Drew's grep tutorial

Introduction

In the simplest terms, grep (global regular expression print) is a small family of commands that search input files for a search string, and print the lines that match it. Although this may not seem like a terribly useful command at first, grep is considered one of the most useful commands in any Unix system. Grep is made up of three separate, yet connected commands, grep, egrep, and fgrep, a sort of holy trinity of Unix commands. All three of the grep commands work the same way. Beginning at the first line in the file, grep copies a line into a buffer, compares it against the search string, and if the comparison passes, prints the line to the screen. Grep will repeat this process until the file runs out of lines.
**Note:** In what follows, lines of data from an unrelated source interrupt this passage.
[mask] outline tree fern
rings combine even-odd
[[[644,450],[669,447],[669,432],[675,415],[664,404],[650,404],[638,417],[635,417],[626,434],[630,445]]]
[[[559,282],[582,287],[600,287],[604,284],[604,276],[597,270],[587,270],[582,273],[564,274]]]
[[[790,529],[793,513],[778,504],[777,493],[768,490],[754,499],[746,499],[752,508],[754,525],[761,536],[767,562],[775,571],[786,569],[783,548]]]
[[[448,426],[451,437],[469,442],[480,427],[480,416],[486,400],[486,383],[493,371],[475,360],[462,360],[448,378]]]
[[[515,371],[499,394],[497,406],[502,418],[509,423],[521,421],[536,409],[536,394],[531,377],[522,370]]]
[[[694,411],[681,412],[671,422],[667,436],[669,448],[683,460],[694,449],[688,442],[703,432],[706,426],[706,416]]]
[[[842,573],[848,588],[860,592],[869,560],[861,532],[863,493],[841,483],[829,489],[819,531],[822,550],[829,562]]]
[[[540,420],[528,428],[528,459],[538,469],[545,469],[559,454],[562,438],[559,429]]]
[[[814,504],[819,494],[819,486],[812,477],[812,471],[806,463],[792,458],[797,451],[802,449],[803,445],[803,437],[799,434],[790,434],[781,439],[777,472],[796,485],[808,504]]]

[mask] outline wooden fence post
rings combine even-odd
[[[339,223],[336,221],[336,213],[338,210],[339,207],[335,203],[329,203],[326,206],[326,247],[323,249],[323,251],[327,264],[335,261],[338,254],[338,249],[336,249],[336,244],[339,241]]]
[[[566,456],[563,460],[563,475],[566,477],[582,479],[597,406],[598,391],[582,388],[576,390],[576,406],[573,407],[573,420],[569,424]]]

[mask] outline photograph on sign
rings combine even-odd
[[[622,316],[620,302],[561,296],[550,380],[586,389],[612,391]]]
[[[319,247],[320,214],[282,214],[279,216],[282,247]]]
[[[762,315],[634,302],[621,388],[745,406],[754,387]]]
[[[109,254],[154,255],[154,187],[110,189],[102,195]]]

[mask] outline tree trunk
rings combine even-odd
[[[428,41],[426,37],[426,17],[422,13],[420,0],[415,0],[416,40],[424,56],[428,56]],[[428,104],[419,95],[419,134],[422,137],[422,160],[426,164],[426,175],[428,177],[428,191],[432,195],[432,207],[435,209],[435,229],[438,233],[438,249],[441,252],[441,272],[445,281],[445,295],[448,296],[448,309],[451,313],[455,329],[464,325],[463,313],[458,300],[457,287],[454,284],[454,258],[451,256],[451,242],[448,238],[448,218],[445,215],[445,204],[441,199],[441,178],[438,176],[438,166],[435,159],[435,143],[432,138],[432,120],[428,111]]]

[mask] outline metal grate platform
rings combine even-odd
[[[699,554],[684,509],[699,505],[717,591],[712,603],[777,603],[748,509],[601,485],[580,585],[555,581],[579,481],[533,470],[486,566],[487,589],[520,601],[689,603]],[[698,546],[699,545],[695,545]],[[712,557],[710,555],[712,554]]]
Notice that nowhere in this process does grep store lines, change lines, or search only a part of a line.



A Simple Example

The simplest possible example of grep is simply:

grep "boot" a_file

In this example, grep would loop through every line of the file "a_file" and print out every line that contains the text "boot." To see this command in action, you will need to provide a file for grep to process. You may either create your own, or if you wish to follow along with this tutorial, you can fetch my example file from this wesite by typing the following command at the command prompt

wget http://www.uccs.edu/~ahitchco/grep/a_file

Alternatively, you may click here and download the file, or you could open your favorite editor and type it in manually. The file's contents are:

boot
book
booze
machine
boots
bungie
bark
aardvark
broken$tuff
robots

The file is not particulary interesting, but it gives us something to test our commands with. When you are ready to proceed, try the following command

grep "boo" a_file

Grep will list all of the lines that contain the word 'boo':

boot
book
booze
boots

Useful Options

This is nice, but if you were working with a large c file of something similar, it would probably be much more useful to you if the lines identified which line in the file they were, what way you could track down a particular string more easily, if you needed to open the file in an editor to make some changes. This can be accomplished by ading the -n parameter:

grep -n "boo" a_file

This yeilds a much more useful result, which explains which lines matched the search string:

1:boot
2:book
3:booze
5:boots

Another interesting switch is -v, which will print the negative result. In other words, grep will print all of the lines that do not match the search string, rather than printing the lines that match it. In the following case, grep will print every line that does not contain the string "boo," and will display the line numbers, as in the last example

grep -vn "boo" a_file

In this particular case, it will print

4:machine
6:bungie
7:bark
8:aaradvark
9:robots

The -c option tells grep to supress the printing of matching lines, and only display the number of lines that match the query. For instance, the following will print the number 4, because there are 4 occurences of "boo" in a_file.

grep -c "boo" a_file
4

The -l option prints only the filenames of files in the query that have lines that match the search string. This is useful if you are searching through multiple files for the same string. like so:

grep -l "boo" *

An option more useful for searching through non-code files is -i, ignore case. This option will treat upper and lower case as equivalent while matching the search string. In the following example, the lines containg "boo" will be printed out, even though the search string is uppercase.

grep -i "BOO" a_file

The -x option looks for eXact matches only. In other words, the following command will print nothing, because there are no lines that only contain the pattern "boo"

grep -x "boo" a_file

Finally, -f allows you to specify a file containing the search string, one instance where this could be useful is if one had a complex search string that one may not want to type over and over again.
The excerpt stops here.